The figure works out at €8,639 a head for Ireland's population of 4.8 million people.

With the burden of taxation falling most heavily on about two million workers, the cost to each of them is about twice that.

However, the final figure is likely to be significantly better, says Philip O'Sullivan, the chief economist at specialist bank Investec Ireland, who made the calculation.

Mr O'Sullivan believes it will fall to significantly lower than €30bn as more money is recovered from the bailed out banks.

But the numbers can change suddenly. A sharp drop in AIB's shares last week brought the fall in the value of taxpayers' 71pc stake in the bank to €2bn since the start of the year.

Investec's bailout tally includes the value of direct bank recapitalisations as well as the cost to taxpayers of the funds that were used to finance the bailout.

By including the interest that the State had to pay for funds used to recapitalise the bank, Investec put the real price paid to save the banking sector at €80.6bn - €66.8bn of direct recapitalisations plus a financing cost of €14.8bn.

Subtracting money clawed bank from the banks over the past decade - including selling shares, bank levies and money recouped through the Central Bank - the bill falls to €41.9bn.

That does not take account of the potential recovery - estimated at €14bn - of the value of the State's remaining stakes in banks and the likely dividend from Nama (the National Asset Management Agency) when it is wound up in two years' time.

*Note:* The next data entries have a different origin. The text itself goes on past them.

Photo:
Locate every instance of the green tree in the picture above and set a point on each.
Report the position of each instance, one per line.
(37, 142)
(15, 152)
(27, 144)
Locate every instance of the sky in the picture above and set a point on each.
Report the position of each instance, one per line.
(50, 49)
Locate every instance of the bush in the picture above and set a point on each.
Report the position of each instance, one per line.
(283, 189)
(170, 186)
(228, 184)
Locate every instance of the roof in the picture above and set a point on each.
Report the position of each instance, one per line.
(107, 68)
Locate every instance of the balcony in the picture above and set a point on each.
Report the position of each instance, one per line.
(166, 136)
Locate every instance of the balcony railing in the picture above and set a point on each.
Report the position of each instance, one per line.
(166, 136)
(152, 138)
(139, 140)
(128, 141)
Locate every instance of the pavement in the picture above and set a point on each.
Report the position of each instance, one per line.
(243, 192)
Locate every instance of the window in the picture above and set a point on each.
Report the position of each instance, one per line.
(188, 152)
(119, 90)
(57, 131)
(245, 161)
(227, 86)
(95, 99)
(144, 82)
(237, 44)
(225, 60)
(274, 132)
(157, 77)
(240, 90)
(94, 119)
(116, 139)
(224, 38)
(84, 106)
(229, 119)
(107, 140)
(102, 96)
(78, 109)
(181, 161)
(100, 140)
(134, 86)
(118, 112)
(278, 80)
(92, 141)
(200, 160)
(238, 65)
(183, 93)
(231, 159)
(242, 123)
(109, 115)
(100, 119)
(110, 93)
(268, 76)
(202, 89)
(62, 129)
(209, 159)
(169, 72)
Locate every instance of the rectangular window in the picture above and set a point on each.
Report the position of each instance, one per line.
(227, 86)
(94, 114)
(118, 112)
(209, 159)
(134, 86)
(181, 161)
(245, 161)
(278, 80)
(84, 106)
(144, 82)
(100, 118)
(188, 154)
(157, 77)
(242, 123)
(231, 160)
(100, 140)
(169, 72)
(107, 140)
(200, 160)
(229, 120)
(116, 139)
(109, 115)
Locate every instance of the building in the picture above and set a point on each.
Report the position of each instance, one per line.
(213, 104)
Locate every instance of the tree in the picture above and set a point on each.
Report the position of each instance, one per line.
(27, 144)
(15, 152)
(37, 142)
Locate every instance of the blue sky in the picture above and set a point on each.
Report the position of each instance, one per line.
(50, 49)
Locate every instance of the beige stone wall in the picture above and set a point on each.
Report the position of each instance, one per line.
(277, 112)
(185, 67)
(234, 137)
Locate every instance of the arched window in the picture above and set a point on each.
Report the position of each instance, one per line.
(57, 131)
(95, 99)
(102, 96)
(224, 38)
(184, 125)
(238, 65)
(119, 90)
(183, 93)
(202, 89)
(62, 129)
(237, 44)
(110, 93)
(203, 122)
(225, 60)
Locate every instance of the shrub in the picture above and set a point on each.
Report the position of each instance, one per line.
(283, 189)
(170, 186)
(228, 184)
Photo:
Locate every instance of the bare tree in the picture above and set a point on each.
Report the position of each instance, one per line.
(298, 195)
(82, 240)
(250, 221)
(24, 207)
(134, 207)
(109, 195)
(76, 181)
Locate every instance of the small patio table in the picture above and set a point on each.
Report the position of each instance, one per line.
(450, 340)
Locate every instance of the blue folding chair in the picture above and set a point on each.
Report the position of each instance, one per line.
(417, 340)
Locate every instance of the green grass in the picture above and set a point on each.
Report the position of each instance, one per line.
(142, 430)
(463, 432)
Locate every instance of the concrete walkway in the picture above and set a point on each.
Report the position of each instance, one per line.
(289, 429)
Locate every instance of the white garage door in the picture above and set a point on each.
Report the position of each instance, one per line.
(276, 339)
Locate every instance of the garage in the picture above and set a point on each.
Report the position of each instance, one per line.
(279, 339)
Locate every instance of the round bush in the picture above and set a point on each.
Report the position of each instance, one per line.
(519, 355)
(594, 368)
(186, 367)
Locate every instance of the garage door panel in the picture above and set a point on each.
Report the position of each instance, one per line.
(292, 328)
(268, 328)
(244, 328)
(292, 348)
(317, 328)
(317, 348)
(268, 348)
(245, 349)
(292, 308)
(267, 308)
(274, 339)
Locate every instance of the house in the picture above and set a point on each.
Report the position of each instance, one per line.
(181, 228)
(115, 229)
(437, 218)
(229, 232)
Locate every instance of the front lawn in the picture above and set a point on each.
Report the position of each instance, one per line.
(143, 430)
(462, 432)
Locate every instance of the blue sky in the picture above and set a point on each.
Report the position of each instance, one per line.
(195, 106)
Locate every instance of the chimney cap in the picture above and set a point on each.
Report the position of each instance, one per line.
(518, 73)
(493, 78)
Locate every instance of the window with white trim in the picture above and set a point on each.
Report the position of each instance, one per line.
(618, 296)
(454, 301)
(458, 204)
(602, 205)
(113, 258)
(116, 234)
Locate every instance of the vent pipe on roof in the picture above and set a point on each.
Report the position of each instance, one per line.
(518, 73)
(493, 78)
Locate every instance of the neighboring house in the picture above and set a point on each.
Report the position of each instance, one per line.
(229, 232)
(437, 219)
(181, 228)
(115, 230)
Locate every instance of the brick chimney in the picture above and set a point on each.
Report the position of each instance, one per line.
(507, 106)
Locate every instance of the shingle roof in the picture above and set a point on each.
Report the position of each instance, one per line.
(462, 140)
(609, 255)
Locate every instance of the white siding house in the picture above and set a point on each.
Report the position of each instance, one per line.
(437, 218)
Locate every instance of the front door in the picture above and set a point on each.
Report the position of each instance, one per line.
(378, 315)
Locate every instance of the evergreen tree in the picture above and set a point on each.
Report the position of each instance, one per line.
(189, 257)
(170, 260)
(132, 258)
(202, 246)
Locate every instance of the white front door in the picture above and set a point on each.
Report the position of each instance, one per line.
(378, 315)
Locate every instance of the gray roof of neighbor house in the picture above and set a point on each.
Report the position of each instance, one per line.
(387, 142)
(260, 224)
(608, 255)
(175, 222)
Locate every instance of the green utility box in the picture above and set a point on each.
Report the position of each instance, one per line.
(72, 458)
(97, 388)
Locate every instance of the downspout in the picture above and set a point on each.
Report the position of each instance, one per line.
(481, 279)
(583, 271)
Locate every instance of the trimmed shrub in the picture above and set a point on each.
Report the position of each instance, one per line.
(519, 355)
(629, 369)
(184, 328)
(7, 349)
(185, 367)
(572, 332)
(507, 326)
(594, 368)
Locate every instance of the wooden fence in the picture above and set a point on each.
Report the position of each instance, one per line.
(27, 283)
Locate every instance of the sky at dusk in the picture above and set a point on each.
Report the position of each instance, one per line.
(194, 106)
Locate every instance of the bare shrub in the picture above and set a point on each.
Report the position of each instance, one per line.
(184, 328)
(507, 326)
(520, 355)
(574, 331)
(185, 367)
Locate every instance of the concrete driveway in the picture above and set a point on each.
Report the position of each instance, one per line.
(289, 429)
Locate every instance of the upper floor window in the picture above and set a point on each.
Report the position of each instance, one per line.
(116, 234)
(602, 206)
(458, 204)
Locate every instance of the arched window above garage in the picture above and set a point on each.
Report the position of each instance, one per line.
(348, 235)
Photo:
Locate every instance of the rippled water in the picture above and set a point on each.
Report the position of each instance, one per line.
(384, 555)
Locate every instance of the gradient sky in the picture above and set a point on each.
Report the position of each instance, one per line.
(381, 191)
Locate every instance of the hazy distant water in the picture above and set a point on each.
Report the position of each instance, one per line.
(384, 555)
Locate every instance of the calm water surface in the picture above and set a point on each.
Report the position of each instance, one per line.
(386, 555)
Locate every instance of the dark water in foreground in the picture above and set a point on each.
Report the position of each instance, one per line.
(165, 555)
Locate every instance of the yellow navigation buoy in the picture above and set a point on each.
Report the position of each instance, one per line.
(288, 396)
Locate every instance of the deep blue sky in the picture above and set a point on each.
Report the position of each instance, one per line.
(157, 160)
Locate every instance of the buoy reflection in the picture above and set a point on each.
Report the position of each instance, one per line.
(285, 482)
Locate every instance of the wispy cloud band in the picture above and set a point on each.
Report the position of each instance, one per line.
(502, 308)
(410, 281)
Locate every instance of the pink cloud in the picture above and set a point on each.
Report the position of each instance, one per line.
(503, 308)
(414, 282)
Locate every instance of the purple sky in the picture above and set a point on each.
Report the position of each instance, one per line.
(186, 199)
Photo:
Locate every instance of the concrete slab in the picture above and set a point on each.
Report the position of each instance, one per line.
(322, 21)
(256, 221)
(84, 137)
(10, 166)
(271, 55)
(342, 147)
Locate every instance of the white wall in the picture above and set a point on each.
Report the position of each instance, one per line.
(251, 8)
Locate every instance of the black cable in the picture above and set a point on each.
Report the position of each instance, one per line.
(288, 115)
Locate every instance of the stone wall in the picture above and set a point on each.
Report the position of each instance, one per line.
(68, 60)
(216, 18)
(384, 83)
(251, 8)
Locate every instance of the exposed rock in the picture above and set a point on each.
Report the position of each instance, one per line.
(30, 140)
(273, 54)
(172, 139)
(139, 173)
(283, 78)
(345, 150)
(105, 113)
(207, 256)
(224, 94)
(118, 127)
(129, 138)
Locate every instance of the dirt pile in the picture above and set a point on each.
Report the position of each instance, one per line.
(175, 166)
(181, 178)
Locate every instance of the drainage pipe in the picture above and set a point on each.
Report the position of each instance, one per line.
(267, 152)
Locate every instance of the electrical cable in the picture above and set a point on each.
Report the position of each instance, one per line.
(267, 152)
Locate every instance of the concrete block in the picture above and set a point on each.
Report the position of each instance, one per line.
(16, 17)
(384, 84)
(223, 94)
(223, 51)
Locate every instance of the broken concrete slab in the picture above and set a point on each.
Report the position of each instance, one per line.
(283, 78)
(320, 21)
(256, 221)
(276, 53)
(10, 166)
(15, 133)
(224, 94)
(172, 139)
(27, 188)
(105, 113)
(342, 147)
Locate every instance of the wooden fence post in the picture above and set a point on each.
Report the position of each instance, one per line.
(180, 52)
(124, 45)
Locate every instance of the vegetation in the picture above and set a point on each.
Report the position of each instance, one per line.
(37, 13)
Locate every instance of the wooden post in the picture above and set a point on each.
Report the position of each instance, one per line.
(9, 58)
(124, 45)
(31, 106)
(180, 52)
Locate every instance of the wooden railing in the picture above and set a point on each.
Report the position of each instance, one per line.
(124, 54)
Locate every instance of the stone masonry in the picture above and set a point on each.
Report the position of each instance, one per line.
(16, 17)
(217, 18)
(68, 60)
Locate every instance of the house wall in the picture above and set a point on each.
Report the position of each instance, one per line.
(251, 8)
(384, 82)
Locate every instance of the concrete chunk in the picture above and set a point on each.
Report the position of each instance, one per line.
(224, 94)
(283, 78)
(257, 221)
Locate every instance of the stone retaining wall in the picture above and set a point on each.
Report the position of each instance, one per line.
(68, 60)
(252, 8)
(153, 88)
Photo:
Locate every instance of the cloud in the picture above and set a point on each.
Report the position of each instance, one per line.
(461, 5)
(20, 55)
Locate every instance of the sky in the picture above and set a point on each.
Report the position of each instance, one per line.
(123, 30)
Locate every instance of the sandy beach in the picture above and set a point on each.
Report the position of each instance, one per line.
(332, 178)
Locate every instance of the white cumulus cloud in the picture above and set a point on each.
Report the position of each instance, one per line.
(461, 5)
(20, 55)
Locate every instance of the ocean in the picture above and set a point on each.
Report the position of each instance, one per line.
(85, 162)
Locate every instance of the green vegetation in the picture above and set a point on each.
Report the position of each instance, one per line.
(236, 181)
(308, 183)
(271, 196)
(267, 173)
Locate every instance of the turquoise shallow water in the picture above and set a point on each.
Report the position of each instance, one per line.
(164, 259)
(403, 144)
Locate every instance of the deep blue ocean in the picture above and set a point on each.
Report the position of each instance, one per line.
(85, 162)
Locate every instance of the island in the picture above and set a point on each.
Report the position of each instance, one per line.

Mr O'Sullivan said: "In practice, the net cost will be lower as we see the value of the investments in the continuing institutions (banks) growing over the coming years, while Nama is expected to perform better than guided."

The Government could in theory recoup around €10bn immediately by selling off the remaining stakes it holds in AIB, Bank of Ireland and Permanent TSB.

Adding the forecast Nama surplus of €3.5bn that would cap the final bank bailout bill at €28bn.

Holding on to bank shares holds out the chance of cutting the bill further.

But in the event of a sharp fall in bank shares - as a result of Brexit or a renewed euro crisis - the shares held by the State could just as easily take a sudden plunge. The State's 71pc stake in AIB highlights how big those swings can be.

Based on Friday's closing share price in Dublin, that stake is valued at €8.5bn.

That is significantly lower than when the rest of the shares in the bank were floated on the stock market in July last year.

Since the start of this year the value of the State's stake in AIB has fallen by €2bn.